東福寺「過去帳」の再生と、開創年度
−次世代への遺産として−

東福寺住職 田部井 祖行

 令和四年の新春を迎え、檀信徒の皆さまには、ご清祥のことと拝察申し上げます。
 私が東福寺に入寺し、法務を執るにつれ、大きな疑問がわきました。「過去帳」と「当山の開創年」の問題です。
 当時、東福寺には大正時代からの過去帳が三冊あるだけでした。そこで、当山の本寺である追浜の自得寺住職さんに相談したところ、「自得寺にある」とのことでしたので、江戸・明治時代の過去帳をお借りし、コピーしました。この過去帳には、四ヵ寺の過去帳が混じっていましたので、「長浦」の地名がある戒名・俗名・没年月日・没年齢・続柄を整理しておきました。
 この度、「過去帳」再生を行う専門会社(株)イシダ様の協力により令和三年六月二十八日に完成・納品され、住職としての永年の思いが達成されました。文書化された戒名数は、千九百五霊 (元和六(1620)年〜昭和)となりました。


念願の東福寺過去帳が完成いたしました。
お寺が保存しておりました記録、田部井住職が関係先を調査し集めたものにより、
檀家の皆様のご先祖様が『過去帳』に集められました。

 また、当山の開創年度の問題は、『東福寺だより』第14号(平成三十年六月一日発行)/当サイトの歴史で論じたように、天文年間(1532年〜1554年)と、享禄年間(1528年〜1532年)の二説がありますが、結論として、「本山である建長寺が発行した『建長寺末寺編』を尊重し、天文年間としたく思います。しかし、新たに古文書が発見され、その年号が正しいと判断されたならば、その説に従いたいと思います。」としました。

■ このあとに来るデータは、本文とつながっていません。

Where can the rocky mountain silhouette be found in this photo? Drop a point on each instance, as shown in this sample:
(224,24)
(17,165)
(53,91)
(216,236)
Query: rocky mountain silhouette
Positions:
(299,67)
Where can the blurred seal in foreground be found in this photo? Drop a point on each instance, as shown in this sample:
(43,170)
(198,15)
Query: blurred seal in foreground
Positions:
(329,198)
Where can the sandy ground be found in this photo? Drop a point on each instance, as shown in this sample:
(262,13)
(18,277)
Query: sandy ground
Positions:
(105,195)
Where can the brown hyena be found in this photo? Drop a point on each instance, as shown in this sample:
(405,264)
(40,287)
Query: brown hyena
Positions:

 ここに一枚の古文書のコピーがあります。(=写真上) この文書は、東福寺第十三世住職宗俊が本山建長寺に提出した、東福寺の署名・押印のある宗俊和尚の僧歴が書かれたものです。この書面に「創立享禄年中干支月不詳」と書かれています。享禄説の有力な書面と思います。
 このように、過去帳の文書化、一枚の書面が後世の人々の遺産となることを念願いたします。